Psychotropic drugs, specifically opioids, are the agents most frequently studied for the treatment of breathlessness. Their mechanisms of action are related to a reduction in ventilatory drive owing to a decrease in hypoxic and hypercapnic responses, and even more to an alteration of the central perception of breathlessness. Following morphine administration, there is a lower degree of breathlessness for a given level of ventilation.

Low-dose nebulized morphine is reported to improve breathlessness in patients with advanced lung disease. The small amounts of morphine administered in this way suggest that it has a local effect. This treatment has been suggested as palliative care for breathlessness in endstage situations.

Benzodiazepines have been considered to have a potential action in alleviating breathlessness. However, diazepam and alprazolam have proved ineffective in relieving this symptom. Buspirone is a non-benzodiazepine anxiolytic drug, and is better tolerated as it does not present sedative and anticholinergic actions. During buspirone treatment, chronic obstructive pulmonary disease patients show reduced anxiety and depression, and an improvement in exercise tolerance and sensations of dyspnea. A reduction in dyspnea has been observed using promethazine. It has been suggested that chlorpromazine could be useful for relieving breathlessness in dying patients.

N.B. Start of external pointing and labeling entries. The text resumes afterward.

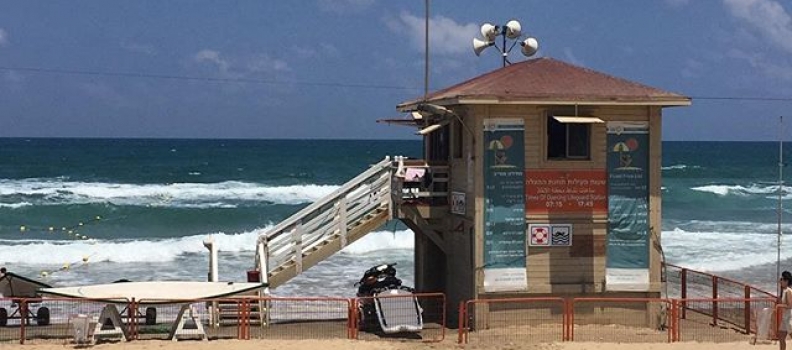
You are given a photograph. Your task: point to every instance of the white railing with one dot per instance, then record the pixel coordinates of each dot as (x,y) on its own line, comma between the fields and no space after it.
(328,219)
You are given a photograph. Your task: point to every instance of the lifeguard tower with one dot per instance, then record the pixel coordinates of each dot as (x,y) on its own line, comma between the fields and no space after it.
(538,179)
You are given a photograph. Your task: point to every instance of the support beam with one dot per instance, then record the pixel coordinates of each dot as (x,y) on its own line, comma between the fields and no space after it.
(415,222)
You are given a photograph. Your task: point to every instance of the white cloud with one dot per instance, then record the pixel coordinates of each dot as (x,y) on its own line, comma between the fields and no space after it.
(344,6)
(323,50)
(692,68)
(677,3)
(767,17)
(14,76)
(139,48)
(446,36)
(212,57)
(105,93)
(241,66)
(263,63)
(3,37)
(570,56)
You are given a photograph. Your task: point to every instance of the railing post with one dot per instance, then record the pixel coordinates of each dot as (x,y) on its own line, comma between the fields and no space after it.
(714,300)
(342,221)
(23,321)
(675,331)
(297,241)
(683,292)
(571,305)
(132,319)
(461,322)
(747,312)
(566,320)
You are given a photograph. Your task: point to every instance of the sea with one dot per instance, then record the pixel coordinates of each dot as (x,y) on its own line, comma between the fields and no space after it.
(86,211)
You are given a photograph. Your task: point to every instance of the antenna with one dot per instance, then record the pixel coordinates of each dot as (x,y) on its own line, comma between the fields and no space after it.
(780,195)
(426,52)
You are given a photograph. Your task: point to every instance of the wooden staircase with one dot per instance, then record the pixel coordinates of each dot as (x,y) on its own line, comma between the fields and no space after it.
(325,227)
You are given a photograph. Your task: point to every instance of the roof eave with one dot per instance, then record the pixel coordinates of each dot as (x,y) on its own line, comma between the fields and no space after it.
(669,102)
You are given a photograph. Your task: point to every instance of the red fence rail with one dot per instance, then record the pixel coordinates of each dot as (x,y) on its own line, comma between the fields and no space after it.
(513,320)
(621,319)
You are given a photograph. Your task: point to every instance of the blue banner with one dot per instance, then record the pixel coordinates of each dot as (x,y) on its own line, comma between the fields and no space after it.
(504,206)
(628,207)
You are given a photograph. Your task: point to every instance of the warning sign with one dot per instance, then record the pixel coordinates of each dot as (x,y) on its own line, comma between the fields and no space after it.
(545,235)
(540,235)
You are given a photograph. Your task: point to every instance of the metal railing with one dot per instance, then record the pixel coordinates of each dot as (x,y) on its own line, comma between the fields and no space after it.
(337,218)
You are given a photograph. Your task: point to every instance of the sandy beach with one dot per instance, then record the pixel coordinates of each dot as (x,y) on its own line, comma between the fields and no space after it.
(383,345)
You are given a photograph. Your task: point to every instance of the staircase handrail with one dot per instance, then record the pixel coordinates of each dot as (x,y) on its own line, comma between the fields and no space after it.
(343,190)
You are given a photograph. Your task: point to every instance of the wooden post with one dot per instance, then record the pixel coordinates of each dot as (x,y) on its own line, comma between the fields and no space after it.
(342,221)
(683,292)
(714,300)
(131,319)
(747,311)
(23,321)
(675,324)
(297,240)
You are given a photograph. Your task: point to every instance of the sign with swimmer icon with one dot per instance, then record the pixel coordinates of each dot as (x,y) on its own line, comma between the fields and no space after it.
(627,263)
(504,206)
(545,235)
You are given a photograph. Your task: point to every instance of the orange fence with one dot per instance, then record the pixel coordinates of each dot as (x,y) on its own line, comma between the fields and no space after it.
(516,320)
(56,320)
(482,321)
(622,320)
(426,309)
(300,318)
(689,284)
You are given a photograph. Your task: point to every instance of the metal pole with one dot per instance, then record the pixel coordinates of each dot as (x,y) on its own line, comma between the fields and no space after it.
(503,34)
(426,52)
(780,196)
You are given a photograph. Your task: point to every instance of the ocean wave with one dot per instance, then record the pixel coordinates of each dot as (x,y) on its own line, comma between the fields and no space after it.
(681,167)
(226,194)
(740,227)
(48,252)
(721,251)
(15,205)
(738,190)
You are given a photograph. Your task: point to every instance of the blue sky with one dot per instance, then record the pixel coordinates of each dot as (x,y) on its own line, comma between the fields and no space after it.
(320,52)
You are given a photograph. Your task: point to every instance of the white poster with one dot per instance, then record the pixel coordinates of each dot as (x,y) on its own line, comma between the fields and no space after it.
(505,280)
(627,280)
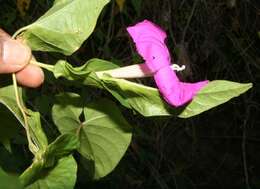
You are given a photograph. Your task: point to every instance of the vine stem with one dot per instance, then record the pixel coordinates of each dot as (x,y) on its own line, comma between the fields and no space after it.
(43,65)
(32,146)
(23,111)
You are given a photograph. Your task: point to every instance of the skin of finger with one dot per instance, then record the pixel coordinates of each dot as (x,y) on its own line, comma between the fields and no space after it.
(31,76)
(15,56)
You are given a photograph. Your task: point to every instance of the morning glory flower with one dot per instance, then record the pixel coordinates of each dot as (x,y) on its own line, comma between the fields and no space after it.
(149,40)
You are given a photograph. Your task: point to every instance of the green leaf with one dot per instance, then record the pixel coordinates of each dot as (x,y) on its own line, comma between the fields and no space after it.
(104,134)
(83,74)
(61,147)
(47,158)
(9,181)
(62,176)
(215,93)
(147,100)
(7,98)
(65,26)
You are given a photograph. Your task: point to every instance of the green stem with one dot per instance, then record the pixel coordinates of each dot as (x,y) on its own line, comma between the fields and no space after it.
(32,147)
(43,65)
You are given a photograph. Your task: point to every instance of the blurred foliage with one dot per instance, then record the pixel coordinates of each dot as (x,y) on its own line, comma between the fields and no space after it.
(215,40)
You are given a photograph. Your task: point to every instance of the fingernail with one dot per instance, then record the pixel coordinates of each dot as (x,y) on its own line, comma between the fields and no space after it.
(15,53)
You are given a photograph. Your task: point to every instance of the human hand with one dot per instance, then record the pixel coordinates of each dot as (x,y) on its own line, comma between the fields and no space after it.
(15,58)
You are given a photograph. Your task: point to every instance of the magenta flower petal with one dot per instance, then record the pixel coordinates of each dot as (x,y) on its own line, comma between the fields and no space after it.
(149,40)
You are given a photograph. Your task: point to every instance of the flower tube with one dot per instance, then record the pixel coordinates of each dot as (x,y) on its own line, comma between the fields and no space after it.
(149,40)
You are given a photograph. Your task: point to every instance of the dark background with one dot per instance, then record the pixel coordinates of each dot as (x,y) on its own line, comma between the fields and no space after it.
(215,40)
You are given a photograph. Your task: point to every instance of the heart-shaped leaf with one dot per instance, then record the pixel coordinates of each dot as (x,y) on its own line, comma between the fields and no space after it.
(104,134)
(147,100)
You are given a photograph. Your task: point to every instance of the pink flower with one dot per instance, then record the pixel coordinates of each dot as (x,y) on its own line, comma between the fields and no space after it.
(149,41)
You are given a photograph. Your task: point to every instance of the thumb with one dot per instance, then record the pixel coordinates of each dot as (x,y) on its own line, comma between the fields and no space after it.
(13,55)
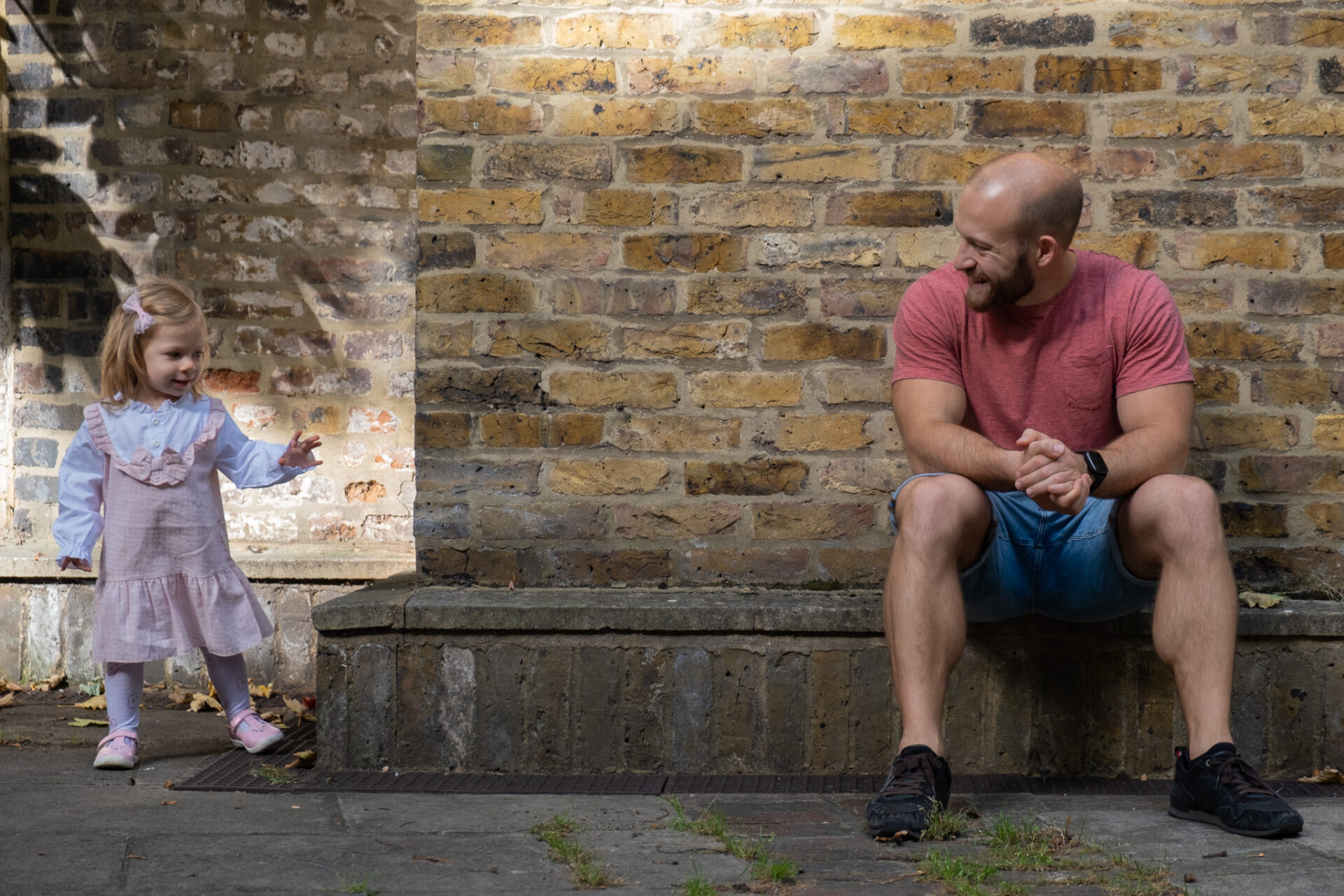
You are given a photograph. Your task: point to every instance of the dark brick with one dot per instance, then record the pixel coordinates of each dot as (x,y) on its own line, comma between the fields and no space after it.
(36,302)
(76,111)
(1291,296)
(128,36)
(473,384)
(1057,31)
(34,76)
(58,340)
(1174,209)
(41,489)
(447,250)
(30,264)
(38,415)
(1242,519)
(35,451)
(445,163)
(1331,74)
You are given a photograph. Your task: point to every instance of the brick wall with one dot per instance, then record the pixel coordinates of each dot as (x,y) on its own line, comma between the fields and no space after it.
(264,150)
(662,248)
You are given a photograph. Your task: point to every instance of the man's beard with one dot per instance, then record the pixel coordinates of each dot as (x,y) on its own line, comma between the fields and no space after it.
(1008,289)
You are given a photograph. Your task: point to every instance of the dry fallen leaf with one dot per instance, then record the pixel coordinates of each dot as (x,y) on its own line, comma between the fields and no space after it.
(1260,599)
(202,700)
(304,761)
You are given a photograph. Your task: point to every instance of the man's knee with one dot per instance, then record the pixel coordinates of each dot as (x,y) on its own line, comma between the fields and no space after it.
(942,510)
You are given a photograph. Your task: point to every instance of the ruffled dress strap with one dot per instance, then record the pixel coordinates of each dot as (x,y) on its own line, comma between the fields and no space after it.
(169,468)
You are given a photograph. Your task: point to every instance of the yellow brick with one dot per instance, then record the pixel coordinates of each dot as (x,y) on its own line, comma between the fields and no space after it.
(745,388)
(549,251)
(628,209)
(822,433)
(753,118)
(484,115)
(616,118)
(816,164)
(960,76)
(1275,117)
(1166,118)
(907,31)
(617,31)
(758,31)
(445,31)
(696,253)
(610,476)
(695,74)
(753,209)
(1328,433)
(720,340)
(1270,251)
(604,388)
(554,74)
(1139,250)
(577,339)
(678,434)
(894,117)
(482,206)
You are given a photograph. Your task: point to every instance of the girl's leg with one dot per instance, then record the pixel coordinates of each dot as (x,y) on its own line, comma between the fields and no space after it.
(246,729)
(229,675)
(125,687)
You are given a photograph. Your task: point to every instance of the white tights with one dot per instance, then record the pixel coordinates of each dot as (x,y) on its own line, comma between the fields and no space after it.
(125,684)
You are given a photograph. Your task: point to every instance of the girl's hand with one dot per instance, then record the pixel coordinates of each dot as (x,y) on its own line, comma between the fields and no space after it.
(300,453)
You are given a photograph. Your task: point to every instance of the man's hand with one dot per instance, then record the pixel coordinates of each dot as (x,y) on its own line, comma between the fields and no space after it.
(1050,475)
(302,453)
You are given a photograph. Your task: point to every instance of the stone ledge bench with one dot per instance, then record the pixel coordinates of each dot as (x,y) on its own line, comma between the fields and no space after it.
(771,681)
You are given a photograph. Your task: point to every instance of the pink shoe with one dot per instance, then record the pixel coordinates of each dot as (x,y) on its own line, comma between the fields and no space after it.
(118,750)
(252,732)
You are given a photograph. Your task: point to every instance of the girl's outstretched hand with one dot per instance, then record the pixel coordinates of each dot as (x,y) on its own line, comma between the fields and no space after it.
(300,453)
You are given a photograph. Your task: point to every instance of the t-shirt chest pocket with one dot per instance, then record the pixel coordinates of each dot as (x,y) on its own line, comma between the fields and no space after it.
(1089,379)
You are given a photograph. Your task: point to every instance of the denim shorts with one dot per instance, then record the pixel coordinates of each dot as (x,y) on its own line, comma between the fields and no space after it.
(1053,564)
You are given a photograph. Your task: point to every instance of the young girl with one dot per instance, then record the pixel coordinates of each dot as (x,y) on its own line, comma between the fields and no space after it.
(144,473)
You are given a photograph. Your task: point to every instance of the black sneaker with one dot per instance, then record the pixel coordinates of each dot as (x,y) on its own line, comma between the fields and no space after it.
(1222,789)
(918,780)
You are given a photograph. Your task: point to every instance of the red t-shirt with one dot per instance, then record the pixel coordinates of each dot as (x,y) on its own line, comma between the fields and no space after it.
(1056,367)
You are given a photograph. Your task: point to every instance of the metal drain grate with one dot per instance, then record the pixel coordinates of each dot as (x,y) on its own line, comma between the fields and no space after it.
(234,773)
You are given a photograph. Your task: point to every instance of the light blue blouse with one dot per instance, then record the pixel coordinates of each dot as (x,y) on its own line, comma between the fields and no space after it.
(175,425)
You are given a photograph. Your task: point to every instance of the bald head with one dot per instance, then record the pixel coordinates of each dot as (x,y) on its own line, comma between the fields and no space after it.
(1049,198)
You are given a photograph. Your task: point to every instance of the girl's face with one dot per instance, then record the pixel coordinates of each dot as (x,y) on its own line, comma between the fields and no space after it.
(174,359)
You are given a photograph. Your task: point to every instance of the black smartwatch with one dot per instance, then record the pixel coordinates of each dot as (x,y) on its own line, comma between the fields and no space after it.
(1096,468)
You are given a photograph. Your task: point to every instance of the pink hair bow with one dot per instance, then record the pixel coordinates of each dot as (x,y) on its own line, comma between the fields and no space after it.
(144,320)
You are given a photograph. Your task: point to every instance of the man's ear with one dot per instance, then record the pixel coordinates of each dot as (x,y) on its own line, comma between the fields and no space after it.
(1047,250)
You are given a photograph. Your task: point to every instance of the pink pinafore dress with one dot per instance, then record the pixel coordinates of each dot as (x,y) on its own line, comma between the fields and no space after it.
(167,583)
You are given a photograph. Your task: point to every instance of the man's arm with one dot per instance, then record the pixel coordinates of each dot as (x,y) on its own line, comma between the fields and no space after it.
(1156,441)
(929,414)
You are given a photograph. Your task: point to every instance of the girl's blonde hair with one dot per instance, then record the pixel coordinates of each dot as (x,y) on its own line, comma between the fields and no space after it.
(169,302)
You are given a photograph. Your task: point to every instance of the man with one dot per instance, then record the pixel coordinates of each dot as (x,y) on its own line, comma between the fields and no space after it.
(1044,398)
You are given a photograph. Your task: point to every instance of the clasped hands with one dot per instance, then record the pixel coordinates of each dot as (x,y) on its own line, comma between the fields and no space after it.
(1051,476)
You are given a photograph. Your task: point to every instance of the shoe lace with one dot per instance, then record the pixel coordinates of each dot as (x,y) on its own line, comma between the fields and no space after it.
(909,777)
(1237,774)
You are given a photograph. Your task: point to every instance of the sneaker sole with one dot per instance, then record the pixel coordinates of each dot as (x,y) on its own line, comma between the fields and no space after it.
(115,762)
(1209,818)
(269,742)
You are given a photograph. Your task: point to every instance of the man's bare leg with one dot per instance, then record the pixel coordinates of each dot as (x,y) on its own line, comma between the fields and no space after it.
(1171,530)
(942,522)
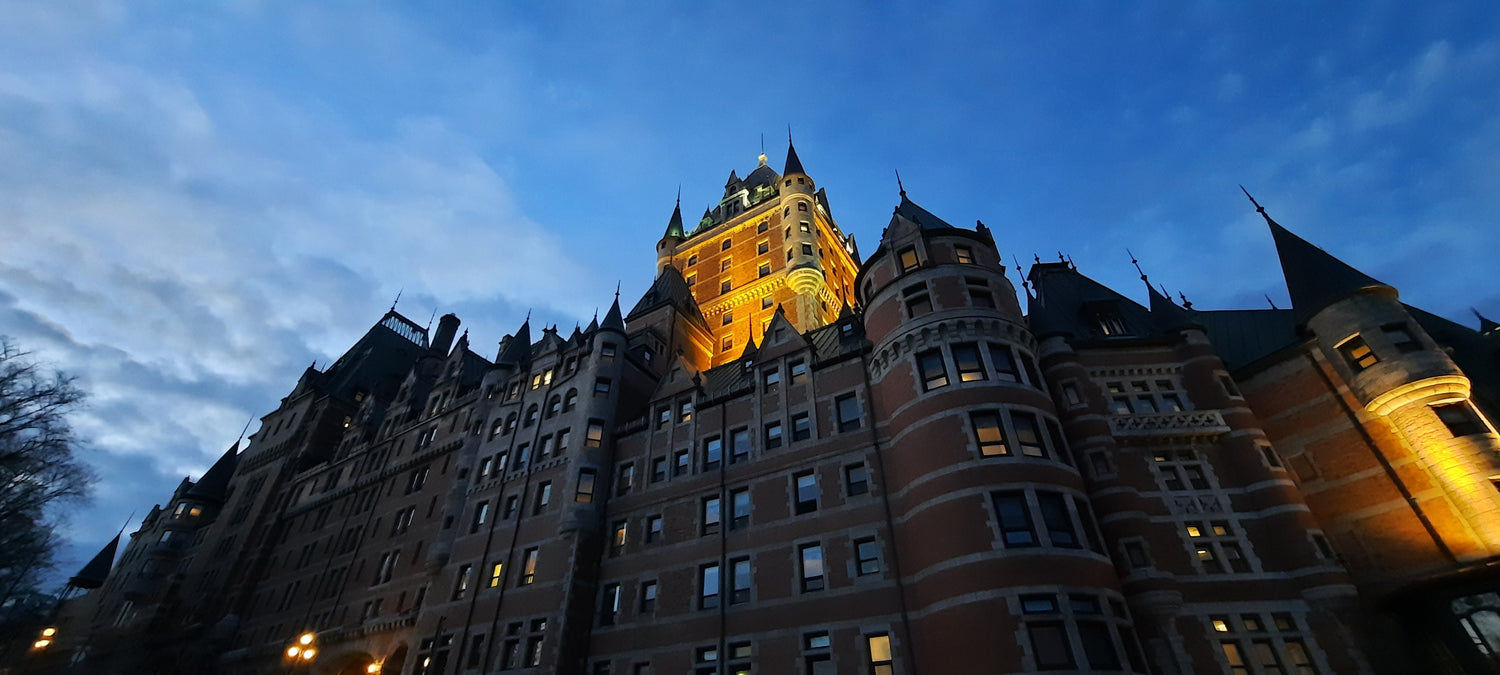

Although obstruction is not reversible with bronchodilator treatment, it is possible that commonly used drugs may have an extrapulmonary action in reducing dyspnea. Theophylline improves diaphragmatic contraction, increases cardiac output, and reduces dyspnea, but its clinical significance has not been determined. Breathlessness is common in bronchial carcinoma related to airflow obstruction, and bronchodilator therapy may provide alleviation.